Ryan Vulum, pochodzący z rozbitej rodziny, znalazł schronienie w Kościele, którego nauczanie dało mu siłę do wykonywania obowiązków lidera młodzieżowego. Wyznał, że rozbite rodziny to problem dotyczący większości młodych ludzi w tym kraju. Ciężko jest im rozmawiać z rodzicami, którzy już nie są razem i otrzymać od nich wsparcie w codziennych potrzebach. W rezultacie wielu młodych sięga po szkodliwe substancje, angażuje się w nielegalną działalność i traci wszelką nadzieję życiową. Dlatego Vulum zachęcił katolickie małżeństwa do przyjmowania i wytrwania w sakramencie małżeństwa, aby stały się silnymi rodzinami, a młodzi ludzie czuli się bezpiecznie i mogli żyć lepiej. Kościół zaś wezwał do tego, aby „nadal z otwartymi ramionami przyjmował młodych ludzi oraz zapraszał ich do dzielenia się swoimi pomysłami i uczestniczenia w decyzjach lokalnej wspólnoty kościelnej”.

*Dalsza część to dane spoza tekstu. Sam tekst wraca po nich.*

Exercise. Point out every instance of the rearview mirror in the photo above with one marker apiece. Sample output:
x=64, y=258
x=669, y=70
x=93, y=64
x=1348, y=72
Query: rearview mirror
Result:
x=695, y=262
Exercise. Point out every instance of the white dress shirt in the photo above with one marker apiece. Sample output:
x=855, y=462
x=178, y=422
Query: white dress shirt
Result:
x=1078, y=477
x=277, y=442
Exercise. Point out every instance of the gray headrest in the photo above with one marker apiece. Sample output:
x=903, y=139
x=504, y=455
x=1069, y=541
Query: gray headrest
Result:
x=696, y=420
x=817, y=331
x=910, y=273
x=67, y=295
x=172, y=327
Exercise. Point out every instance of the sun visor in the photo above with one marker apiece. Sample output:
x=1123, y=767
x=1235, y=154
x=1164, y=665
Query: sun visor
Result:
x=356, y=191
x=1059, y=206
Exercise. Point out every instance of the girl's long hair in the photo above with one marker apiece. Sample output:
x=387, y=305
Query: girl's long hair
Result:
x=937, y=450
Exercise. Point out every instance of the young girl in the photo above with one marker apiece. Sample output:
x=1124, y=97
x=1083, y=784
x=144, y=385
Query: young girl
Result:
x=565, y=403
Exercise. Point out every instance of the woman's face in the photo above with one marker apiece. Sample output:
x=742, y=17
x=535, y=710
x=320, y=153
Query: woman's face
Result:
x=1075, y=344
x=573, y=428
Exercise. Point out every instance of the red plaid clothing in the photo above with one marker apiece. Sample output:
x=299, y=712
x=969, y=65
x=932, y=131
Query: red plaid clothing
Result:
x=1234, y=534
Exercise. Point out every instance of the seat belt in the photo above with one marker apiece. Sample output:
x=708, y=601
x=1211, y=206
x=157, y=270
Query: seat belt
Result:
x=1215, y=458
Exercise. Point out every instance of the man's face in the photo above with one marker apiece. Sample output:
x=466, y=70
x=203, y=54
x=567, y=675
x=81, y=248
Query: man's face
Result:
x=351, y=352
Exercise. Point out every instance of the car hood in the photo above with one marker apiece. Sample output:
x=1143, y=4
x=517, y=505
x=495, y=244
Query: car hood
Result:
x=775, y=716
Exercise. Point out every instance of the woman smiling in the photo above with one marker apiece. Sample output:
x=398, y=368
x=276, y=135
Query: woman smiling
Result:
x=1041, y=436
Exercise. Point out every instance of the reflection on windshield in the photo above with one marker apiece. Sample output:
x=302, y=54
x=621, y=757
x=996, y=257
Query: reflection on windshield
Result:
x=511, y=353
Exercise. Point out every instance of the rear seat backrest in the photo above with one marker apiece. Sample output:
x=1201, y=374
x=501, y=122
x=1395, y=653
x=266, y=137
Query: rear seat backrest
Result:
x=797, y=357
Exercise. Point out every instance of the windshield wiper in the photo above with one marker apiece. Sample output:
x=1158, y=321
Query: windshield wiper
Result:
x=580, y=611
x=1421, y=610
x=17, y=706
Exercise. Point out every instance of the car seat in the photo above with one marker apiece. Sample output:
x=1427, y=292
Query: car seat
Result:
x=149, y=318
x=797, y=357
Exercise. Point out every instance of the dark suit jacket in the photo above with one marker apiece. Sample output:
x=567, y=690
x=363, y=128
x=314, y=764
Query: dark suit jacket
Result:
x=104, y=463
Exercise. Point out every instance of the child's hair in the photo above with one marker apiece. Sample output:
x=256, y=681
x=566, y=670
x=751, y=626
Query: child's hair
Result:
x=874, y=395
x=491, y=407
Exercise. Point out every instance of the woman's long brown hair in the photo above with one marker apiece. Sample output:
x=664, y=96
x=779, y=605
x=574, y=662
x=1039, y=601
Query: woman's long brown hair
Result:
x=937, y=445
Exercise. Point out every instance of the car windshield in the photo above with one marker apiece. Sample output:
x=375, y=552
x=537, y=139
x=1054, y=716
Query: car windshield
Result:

Patricia Harricknen-Korpok z Katolickiego Stowarzyszenia Wolnych Zawodów przyznała, że „siła przyciągania świeckiego świata oraz wiele konkurencyjnych wartości i przekonań religijnych wywierają presję na naszą wiarę i moralność katolicką”. „My jednak, indywidualnie i zbiorowo, stawiamy sobie wyzwanie, aby nadal być światłem i głosem wiary katolickiej w Papui-Nowej Gwinei. Czerpiemy inspirację od naszego starszego pokolenia profesjonalistów, aby przez cały czas zachować czujność, aby żyć wiarą, zaangażowaniem i służbą” – oświadczyła młoda działaczka. Zauważyła przy tym, że „nie zawsze było łatwo zająć stanowisko w sprawach społecznych, politycznych, ekonomicznych, środowiskowych i praw człowieka poprzez soczewkę naszej wiary chrześcijańskiej dla dobra naszego narodu i kraju”. Mimo to Stowarzyszenie walczy „o dobro wspólne i dobrobyt naszych ludzi, zwłaszcza tych, którzy nie mają głosu lub znajdują się na marginesie społeczeństwa”.

Na wstępie przerywanego często spontanicznymi okrzykami akceptacji oraz pełnego dopowiedzeń do przygotowanego wcześniej przemówienia Ojciec Święty zauważył, że Papua-Nowa Gwinea jest młodym krajem zamieszkałym przez wielu młodych. Zwrócił uwagę na pokusę budowania przyszłości bez Boga. Ale wtedy, jak w biblijnej historii o wieży Babel języki ludzi są pomieszane. „Bez Boga, bez odnalezienia w Nim «języka», który nas jednoczy i utrzymuje w łączności, rozpraszamy się, każdy myśli o sobie samym i swoich potrzebach. W ten sposób przeważają: izolacja, zamieszanie, nieład, konflikt” – przestrzegł Franciszek.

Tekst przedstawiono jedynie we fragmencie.